Le champ d’application de la théorie des jeux est vaste et englobe la microéconomie, tout particulièrement les modèles de concurrence, mais également des domaines aussi variés que la négociation internationale, la sociologie et même les relations de couple.
C’est au xix e siècle qu’a émergé l’ancêtre de la théorie des jeux : l’étude des oligopoles. Les trois apports les plus marquants sont ceux de Cournot, de Bertrand et de Stackelberg. Quant à la théorie des jeux moderne, elle a vu le jour grâce au travail de Von Neumann et Morgenstern (1944), qui ont voulu critiquer le modèle néoclassique de concurrence pure et parfaite.

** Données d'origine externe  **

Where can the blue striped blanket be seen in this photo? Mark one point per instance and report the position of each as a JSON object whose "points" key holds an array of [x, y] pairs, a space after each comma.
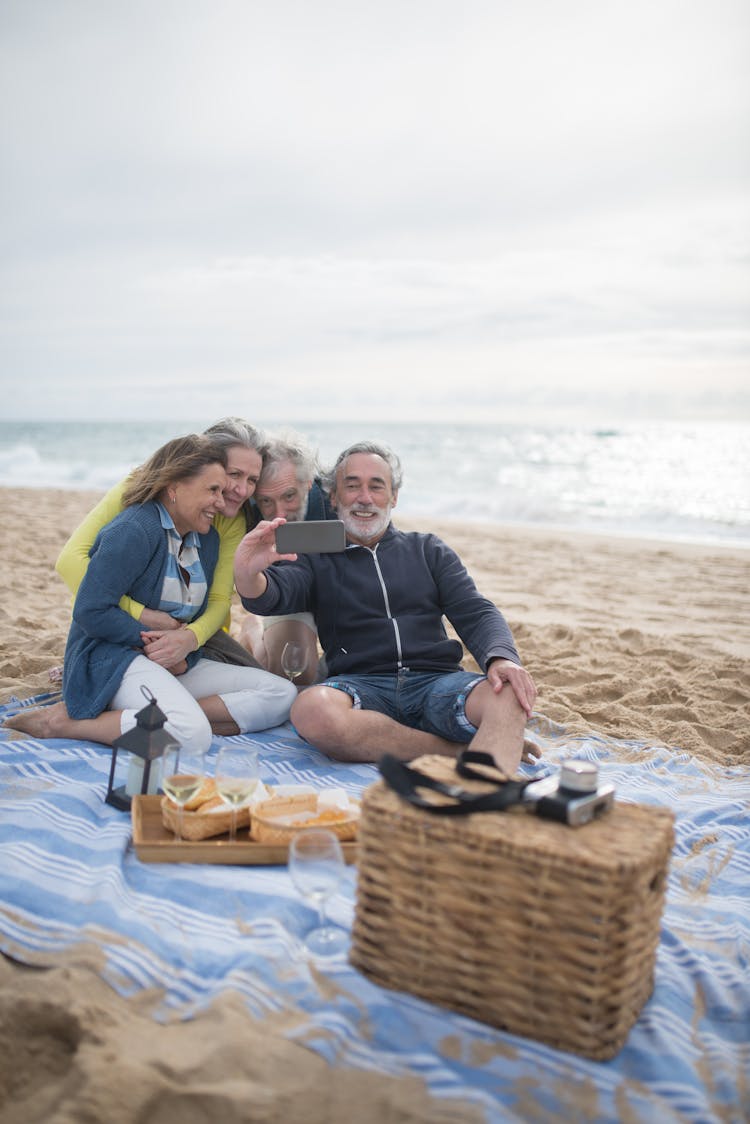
{"points": [[70, 879]]}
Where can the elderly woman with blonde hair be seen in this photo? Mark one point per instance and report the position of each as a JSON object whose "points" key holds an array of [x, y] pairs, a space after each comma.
{"points": [[161, 551]]}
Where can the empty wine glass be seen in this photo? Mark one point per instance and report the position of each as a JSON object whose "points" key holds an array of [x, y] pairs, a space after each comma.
{"points": [[236, 778], [182, 774], [316, 864], [294, 659]]}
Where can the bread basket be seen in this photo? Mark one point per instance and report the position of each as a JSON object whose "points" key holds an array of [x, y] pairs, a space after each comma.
{"points": [[280, 818]]}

Après la réflexion de Von Neumann et Morgenstern, un autre apport très intéressant s’est rajouté à la littérature de la théorie des jeux. Il s’agit du travail de Nash, qui se caractérise par un équilibre qui porte son nom. Nash a généralisé les équilibres de Cournot et de Stackelberg et étudié les combinaisons de stratégies, une par joueur, où les joueurs ne regrettent pas leurs choix après la constatation des choix des autres joueurs. Le résultat de cet équilibre est que chaque firme vend moins de biens que dans le cas de concurrence pure et parfaite, et le prix fixé est plus élevé. Si, pour le grand public, la théorie des jeux est surtout connue par le dilemme du prisonnier31, les spécialistes ont, pour leur part, établi une taxinomie très précise qui permet de déterminer des méthodes pour résoudre différents cas32.
. Le dilemme du prisonnier : en 1950, Melvin Dresher et Merill Flood découvrent le dilemme du prisonnier, une situation montrant la difficulté de la coopération malgré ses avantages. L’énoncé de ce problème est simple. Deux complices sont arrêtés et enfermés dans des cellules séparées, la police fait à chacun les propositions suivantes : s’il avoue et que son complice avoue, ils sont tous deux condamnés à trois ans de prison ; s’il avoue et que son complice n’avoue pas, il est condamné à un an de prison et son complice à cinq ans. En revanche, si aucun n’avoue, ils seront tous deux libérés. Parmi les deux tactiques : avouer ou ne pas avouer, celle qui minimise la perte potentielle de chacun des voleurs est d’avouer ; elle « domine » donc celle qui consiste à ne pas avouer et les deux voleurs, à cause de l’incertitude « stratégique », avoueront et seront condamnés à trois ans de prison.
. Les catégories les plus ordinaires sont : (i) les jeux à somme nulle, où la somme des gains des joueurs est constante quelles que soient les tactiques employées. Les échecs ou le poker sont des jeux à somme nulle ; (ii) les jeux à somme non nulle, où tout gain d’un joueur ne traduit pas nécessairement une perte pour l’autre. Le dilemme du prisonnier est un jeu à somme non nulle car certaines issues sont profitables pour tous, ou dommageables pour tous. Le management, féru d’anglicismes, appelle cela les win-win situations ; (iii) les jeux coopératifs, qui regroupent toutes les situations où chaque intervenant peut communiquer librement avec tous les autres. Notamment, les joueurs sont libres de négocier pour influencer des décisions ; (iv) les jeux en information complète où toute l’information pertinente pour le jeu est observable par tous. Les échecs sont en information complète, le poker non. Les jeux répétés sont des jeux à plusieurs coups : les stratégies des joueurs sont des listes d’instruction. Dans cette catégorie, il faut distinguer les jeux répétés indéfiniment, les jeux finis et les super-jeux.